Rally Sweden 2017 - Szwecja zrehabilitowała Paddona
Hayden Paddon przyznał na łamach Autosportu, że dotarcie do mety Rajdu Szwecji było dla niego niezwykle ważne po wydarzeniach, które miały miejsce na trasach Rajdu Monte Carlo. W wypadku z udziałem Nowozelandczyka zginął jeden z kibiców.
- To był jeden z najtrudniejszych startów w Rajdzie Szwecji. Dojechanie do mety i zdobycie kilku punktów jest ważniejsze niż ktokolwiek mógłby o tym myśleć. Jadąc na rajd, wiedziałem, że będzie ciężko.

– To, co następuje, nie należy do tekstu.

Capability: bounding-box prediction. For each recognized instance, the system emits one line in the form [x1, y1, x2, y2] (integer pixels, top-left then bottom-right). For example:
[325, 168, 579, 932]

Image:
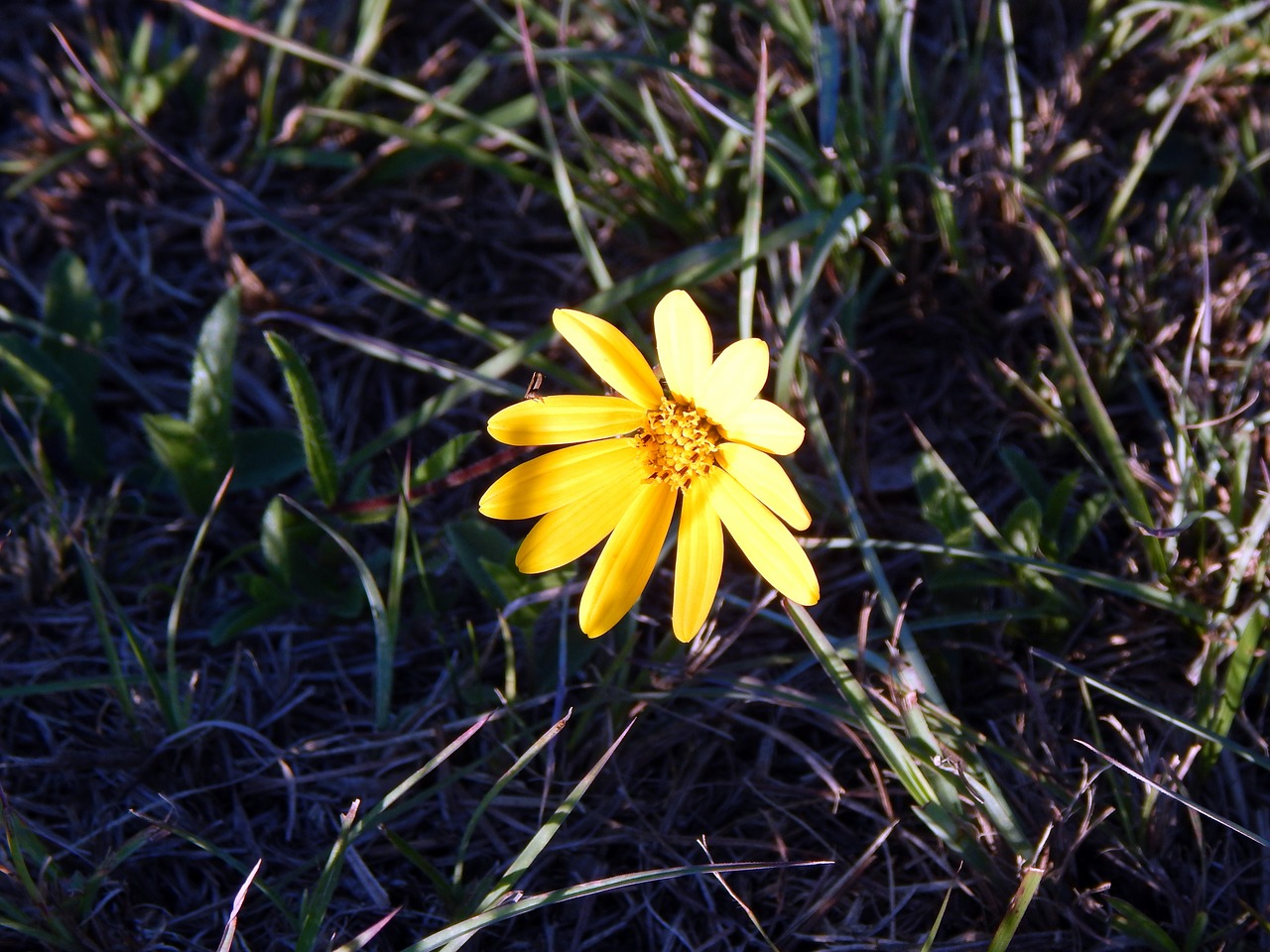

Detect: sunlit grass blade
[784, 599, 935, 806]
[516, 0, 613, 291]
[1033, 649, 1270, 771]
[775, 193, 871, 407]
[403, 860, 829, 952]
[736, 35, 768, 337]
[453, 711, 572, 885]
[804, 396, 948, 707]
[1033, 225, 1169, 575]
[52, 30, 514, 349]
[1074, 738, 1270, 849]
[1096, 58, 1206, 249]
[165, 468, 234, 730]
[439, 721, 635, 952]
[353, 713, 494, 840]
[295, 799, 359, 952]
[988, 866, 1045, 952]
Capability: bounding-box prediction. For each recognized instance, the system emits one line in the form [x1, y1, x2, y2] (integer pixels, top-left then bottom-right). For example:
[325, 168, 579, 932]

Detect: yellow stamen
[635, 399, 722, 489]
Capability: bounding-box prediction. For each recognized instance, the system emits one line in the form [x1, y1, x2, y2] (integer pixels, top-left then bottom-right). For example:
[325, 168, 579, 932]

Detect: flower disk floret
[480, 291, 821, 641]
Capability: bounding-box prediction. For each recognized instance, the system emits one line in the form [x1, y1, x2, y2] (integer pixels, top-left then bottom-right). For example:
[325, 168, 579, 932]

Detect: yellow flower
[480, 291, 821, 641]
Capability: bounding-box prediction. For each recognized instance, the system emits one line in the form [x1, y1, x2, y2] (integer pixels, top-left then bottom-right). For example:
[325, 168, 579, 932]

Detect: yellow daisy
[480, 291, 821, 641]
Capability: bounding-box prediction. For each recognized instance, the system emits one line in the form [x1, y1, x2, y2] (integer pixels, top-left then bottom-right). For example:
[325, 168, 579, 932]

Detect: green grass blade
[988, 867, 1045, 952]
[442, 721, 635, 952]
[165, 468, 234, 730]
[1096, 58, 1206, 250]
[784, 600, 935, 806]
[295, 799, 358, 952]
[1033, 225, 1169, 575]
[736, 31, 770, 337]
[403, 860, 829, 952]
[804, 396, 948, 710]
[453, 710, 572, 885]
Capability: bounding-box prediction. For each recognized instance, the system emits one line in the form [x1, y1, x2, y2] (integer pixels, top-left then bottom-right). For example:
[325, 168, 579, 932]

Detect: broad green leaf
[40, 251, 118, 399]
[264, 330, 339, 507]
[141, 414, 234, 513]
[187, 289, 240, 457]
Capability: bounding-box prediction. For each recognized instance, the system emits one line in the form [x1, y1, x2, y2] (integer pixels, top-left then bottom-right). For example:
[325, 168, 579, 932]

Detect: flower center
[635, 399, 722, 490]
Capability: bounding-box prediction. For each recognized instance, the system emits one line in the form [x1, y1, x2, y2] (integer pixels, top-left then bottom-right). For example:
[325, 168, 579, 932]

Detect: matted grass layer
[0, 0, 1270, 952]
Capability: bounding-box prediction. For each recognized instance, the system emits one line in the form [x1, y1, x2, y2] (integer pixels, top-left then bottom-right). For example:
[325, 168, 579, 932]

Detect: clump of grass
[0, 0, 1270, 949]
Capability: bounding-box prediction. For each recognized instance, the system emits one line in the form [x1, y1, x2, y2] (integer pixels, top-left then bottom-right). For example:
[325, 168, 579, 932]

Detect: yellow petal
[480, 436, 644, 523]
[516, 467, 644, 575]
[489, 396, 648, 447]
[577, 481, 679, 638]
[693, 468, 821, 606]
[718, 400, 806, 456]
[552, 308, 662, 410]
[671, 486, 722, 641]
[721, 443, 812, 530]
[653, 291, 713, 403]
[696, 337, 767, 426]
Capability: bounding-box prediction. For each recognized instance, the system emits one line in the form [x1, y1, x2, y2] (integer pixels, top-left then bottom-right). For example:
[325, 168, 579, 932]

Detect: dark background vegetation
[0, 0, 1270, 952]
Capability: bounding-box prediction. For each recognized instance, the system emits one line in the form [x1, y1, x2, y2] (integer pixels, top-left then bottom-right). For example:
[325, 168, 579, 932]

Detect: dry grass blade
[1074, 738, 1270, 849]
[216, 858, 264, 952]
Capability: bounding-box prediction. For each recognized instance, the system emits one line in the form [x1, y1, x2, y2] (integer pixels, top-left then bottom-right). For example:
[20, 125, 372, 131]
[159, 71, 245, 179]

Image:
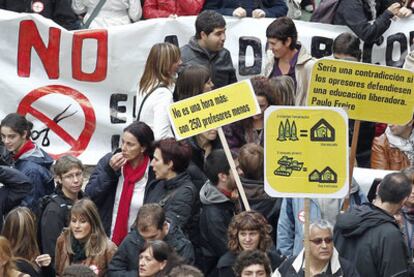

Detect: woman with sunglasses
[272, 219, 359, 277]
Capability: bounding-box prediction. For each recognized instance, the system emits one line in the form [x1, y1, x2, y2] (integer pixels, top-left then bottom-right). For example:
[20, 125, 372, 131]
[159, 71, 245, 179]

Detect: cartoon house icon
[319, 166, 338, 183]
[311, 118, 335, 141]
[309, 169, 321, 182]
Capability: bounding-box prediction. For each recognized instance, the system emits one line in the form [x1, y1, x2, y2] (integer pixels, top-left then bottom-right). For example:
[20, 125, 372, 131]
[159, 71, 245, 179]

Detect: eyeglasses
[309, 237, 333, 245]
[62, 171, 83, 180]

Jednak nasze przygotowania i testy wypadły bardzo dobrze i próbowaliśmy wydobyć wydajność, którą zaprezentowaliśmy w zeszłym roku. Nadzieje te rozwiały się na odcinku testowym. Czułem się obco i nienaturalnie - mówił Paddon.
Kierowca Hyundaia wraz z trwaniem rajdu zmieniał ustawienia i poprawiał się z odcinka na odcinek. O lepszy wynik nie pozwoliła walczyć awaria układu kierowniczego w sobotni poranek.
- Mentalnie czułem się dużo lepiej niż w piątek po południu. Mieliśmy wiele rzeczy, na które nie mieliśmy wpływu, ale z punktu widzenia psychicznego czuję się spokojniejszy i normalniej. To coś, czego potrzebujemy do końca roku - dodał.